The New Jersey-based biotech today announced it has an arrangement with Thermo Fisher Scientific’s gene therapy unit to provide clinical supply and commercial production of its gene therapies to cure intrathecal AAV Batten diseases, as it works to get them to the market.
“As we advance one of the industry’s leading gene therapy pipelines, our partnership with Brammer Bio, now part of Thermo Fisher, is a significant next step in fulfilling our manufacturing strategy so that we can deliver novel gene therapies to more people living with rare genetic diseases as quickly as possible, especially in devastating diseases like Batten’s, where time is of the essence,” Amicus CEO John F. Crowley, said in a statement.
He said the company will “embed” its team and strategic partners in the tech transfer process to Thermo Fisher.
New Jersey’s Amicus has been working on drugs to stabilize lysosomal storage disorders (LSDs) like Fabry disease and Pompe disease for a few years. Last year it nabbed FDA approval last for Galafold to treat Fabry disease.
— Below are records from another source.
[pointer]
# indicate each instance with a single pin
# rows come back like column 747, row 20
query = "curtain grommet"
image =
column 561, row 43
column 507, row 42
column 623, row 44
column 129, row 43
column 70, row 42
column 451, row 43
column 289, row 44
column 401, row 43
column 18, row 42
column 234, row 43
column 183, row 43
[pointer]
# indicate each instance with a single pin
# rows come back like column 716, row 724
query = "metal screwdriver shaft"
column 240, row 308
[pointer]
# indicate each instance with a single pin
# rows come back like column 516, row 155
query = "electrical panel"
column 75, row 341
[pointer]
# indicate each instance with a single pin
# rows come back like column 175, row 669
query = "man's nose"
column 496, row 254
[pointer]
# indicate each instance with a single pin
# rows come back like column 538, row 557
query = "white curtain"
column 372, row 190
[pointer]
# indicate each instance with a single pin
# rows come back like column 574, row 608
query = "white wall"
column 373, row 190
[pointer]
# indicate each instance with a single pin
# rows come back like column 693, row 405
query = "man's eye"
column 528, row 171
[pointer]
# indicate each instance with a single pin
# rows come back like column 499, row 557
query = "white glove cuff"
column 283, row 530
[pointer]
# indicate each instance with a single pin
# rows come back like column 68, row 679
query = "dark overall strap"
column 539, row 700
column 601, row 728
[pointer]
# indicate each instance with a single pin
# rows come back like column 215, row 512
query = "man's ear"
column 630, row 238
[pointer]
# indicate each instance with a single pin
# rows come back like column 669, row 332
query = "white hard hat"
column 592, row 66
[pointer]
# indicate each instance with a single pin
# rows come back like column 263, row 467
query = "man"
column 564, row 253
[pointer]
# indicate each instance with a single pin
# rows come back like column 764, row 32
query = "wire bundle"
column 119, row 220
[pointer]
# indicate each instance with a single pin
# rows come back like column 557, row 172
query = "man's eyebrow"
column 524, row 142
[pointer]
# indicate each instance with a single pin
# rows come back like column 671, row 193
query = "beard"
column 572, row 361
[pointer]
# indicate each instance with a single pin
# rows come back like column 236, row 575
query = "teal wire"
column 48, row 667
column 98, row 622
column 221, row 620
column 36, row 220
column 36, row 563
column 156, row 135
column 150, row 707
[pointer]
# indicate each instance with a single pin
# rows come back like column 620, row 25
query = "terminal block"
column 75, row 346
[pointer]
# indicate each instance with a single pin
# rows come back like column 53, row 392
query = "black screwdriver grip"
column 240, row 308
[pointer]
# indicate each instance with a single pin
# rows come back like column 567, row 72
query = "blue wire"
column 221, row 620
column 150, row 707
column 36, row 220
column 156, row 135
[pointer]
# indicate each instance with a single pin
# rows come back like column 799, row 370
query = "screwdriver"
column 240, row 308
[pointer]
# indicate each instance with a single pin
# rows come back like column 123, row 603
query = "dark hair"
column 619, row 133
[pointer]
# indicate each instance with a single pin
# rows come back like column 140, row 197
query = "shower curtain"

But with the $ 100 million deal with Celenex, it has a chance to cure the rare conditions.
Celenex has been working on gene therapies for lysosomal disorder Batten disease. Among the programs Amicus bought are gene therapies that target the CLN6 and CLN3 forms of Batten.
Earlier this year, Amicus said it will build a 75,000-square-foot facility in Philadelphia to serve as the global headquarters for Amicus’ scientific work and the home of its gene therapy leadership team.
Thermo Fisher is new to gene therapies as well. The company earlier this year ponied up $ 1.7 billion to nab viral vector producer Brammer Bio, giving it entry into the field. It acquired manufacturing locations in Cambridge, Massachusetts and Florida, along with 600 employees in the deal.